What really irritates me is releasing different revisions of these
parts with no way for the S/W to be able to detect the different
revisions.  It's terrible that Motorola went to the trouble of dumping
a revision number of the MC68020 in the microstate during certain
exceptions but has never updated that revision number.  This means
that the bug fixes for the X parts must be retained in current releases
of software because there is no way in S/W to tell that which machines
in the field have XC68020's in them.

Around here we have a joke that the first update of the revision
number for the MC68020 will be in the MC68030.

I'm not as familiar with the Intel parts so I don't know if they have
the same problems -- I would assume so.  In any case, why
don't you microprocessor developers out there take pity on the
rest of us and update your revision numbers once in a while.
-- 

Mark Campbell    Phone: (803)-791-6697     E-Mail: !ncsu!ncrcae!sauron!campbell

cmcmanis@sun.uucp (Chuck McManis) (12/01/86)
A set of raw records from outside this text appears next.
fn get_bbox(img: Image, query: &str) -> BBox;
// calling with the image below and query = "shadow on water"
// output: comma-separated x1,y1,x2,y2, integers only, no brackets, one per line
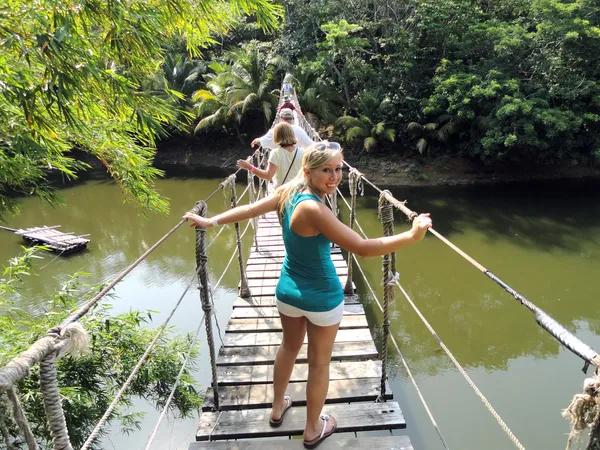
342,178,600,377
361,179,600,255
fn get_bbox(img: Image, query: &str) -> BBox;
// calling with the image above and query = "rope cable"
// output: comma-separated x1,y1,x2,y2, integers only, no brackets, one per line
142,312,205,450
80,271,199,450
340,161,600,369
336,187,522,449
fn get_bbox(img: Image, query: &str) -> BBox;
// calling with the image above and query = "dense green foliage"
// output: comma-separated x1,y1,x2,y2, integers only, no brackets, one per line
0,0,282,218
0,249,202,449
272,0,600,161
185,0,600,161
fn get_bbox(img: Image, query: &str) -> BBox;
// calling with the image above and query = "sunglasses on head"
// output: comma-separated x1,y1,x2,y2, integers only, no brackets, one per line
313,141,342,151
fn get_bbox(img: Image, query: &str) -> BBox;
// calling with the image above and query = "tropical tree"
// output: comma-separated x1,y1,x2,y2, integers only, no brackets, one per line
0,0,282,219
192,62,243,139
335,93,396,152
0,249,203,449
146,52,208,112
292,62,342,124
317,20,372,109
407,115,469,157
193,41,281,133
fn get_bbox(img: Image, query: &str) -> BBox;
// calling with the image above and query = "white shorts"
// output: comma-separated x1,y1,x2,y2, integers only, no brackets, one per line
276,299,344,327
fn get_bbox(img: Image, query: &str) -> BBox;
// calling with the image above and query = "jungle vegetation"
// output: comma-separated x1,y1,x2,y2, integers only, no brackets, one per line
2,0,600,216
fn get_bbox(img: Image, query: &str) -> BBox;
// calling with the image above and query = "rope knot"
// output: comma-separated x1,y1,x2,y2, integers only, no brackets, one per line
220,174,237,190
563,373,600,448
382,271,399,287
55,323,90,358
349,168,365,197
378,191,394,225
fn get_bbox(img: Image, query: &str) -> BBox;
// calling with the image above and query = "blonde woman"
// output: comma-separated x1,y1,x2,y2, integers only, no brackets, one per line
184,142,432,449
237,121,305,187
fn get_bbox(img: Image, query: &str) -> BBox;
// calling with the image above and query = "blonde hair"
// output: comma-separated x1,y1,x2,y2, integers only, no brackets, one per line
276,142,344,222
273,122,297,147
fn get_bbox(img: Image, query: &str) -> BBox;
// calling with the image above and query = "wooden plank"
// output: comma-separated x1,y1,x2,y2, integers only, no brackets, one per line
246,267,347,279
247,253,345,264
190,435,413,450
230,304,365,319
196,401,405,440
217,360,381,386
222,328,373,347
215,360,381,386
249,248,342,259
217,341,378,366
232,294,360,308
246,283,353,297
203,377,392,411
246,278,351,288
246,259,347,270
226,315,368,333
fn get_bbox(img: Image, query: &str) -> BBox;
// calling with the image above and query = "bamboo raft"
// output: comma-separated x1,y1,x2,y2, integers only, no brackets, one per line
0,225,90,254
191,212,413,449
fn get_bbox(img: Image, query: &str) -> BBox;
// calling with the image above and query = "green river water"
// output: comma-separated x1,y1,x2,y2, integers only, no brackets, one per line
1,172,599,450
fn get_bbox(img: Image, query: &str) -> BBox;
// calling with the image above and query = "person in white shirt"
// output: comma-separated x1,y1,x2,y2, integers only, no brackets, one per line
250,108,315,150
238,122,304,187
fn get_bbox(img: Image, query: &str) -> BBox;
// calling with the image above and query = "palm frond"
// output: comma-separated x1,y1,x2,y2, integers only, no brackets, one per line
407,122,424,138
346,126,367,141
335,115,363,129
364,137,377,152
382,128,396,143
416,138,429,155
192,89,216,102
242,93,258,114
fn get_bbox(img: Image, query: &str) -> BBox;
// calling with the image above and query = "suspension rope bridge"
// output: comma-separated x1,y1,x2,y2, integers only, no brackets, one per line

In article <83@reality1.uucp>, james@reality1.uucp (james) writes:
> Well, what's the most current rev. level for the 80286, ie, how recent
> should mine be to avoid all known bugs?  Chip bugs are normally top secret,
> but I assume the the current chip rev. level isn't sensitive.
James, I don't think chip bugs are "top secret", ask your Intel sales rep
for an Errata sheet. They can also generally tell you the current rev
level or 'stepping' as the semiconducter trade likes to refer to it as.

> 
> Well, gee, I can't think of any bugs in the MC68020 (not XC68020) offhand,
> although the argument might be that they haven't been found yet, or that
> Motorola has had better luck hiding them than Intel has had.  Of course,
> the 68000 did have the bug with the status register in which you could read
> the priviledge level directly from user mode (although this was later
> documented as a feature :-).

Well gee, I bet you couldn't think of any '286 bugs offhand if you hadn't
actually been bit by one. CPU's in general are getting so complicated
that the time to test every transistor in a 32 bit CPU can often be 
measured in hours, one of the biggest challenges facing a Production 
Engineer is to get that testing time down as low as possible. And yes
were bugs in the 68020, and consider that the '286 is both a CPU and
a MMU in one package and compare it against the '020 and '451 or '851.
It is all quite silly, 99% of the 'bugs' are so obscure that they
are *never* seen by 99% of the users. 

For a sobering look at the problems of testing VLSI look at some of the
recent Digital Design, EDN, and other technical mags. 

-- 
--Chuck McManis
uucp: {anywhere}!sun!cmcmanis   BIX: cmcmanis  ARPAnet: cmcmanis@sun.com
These opinions are my own and no one elses, but you knew that didn't you.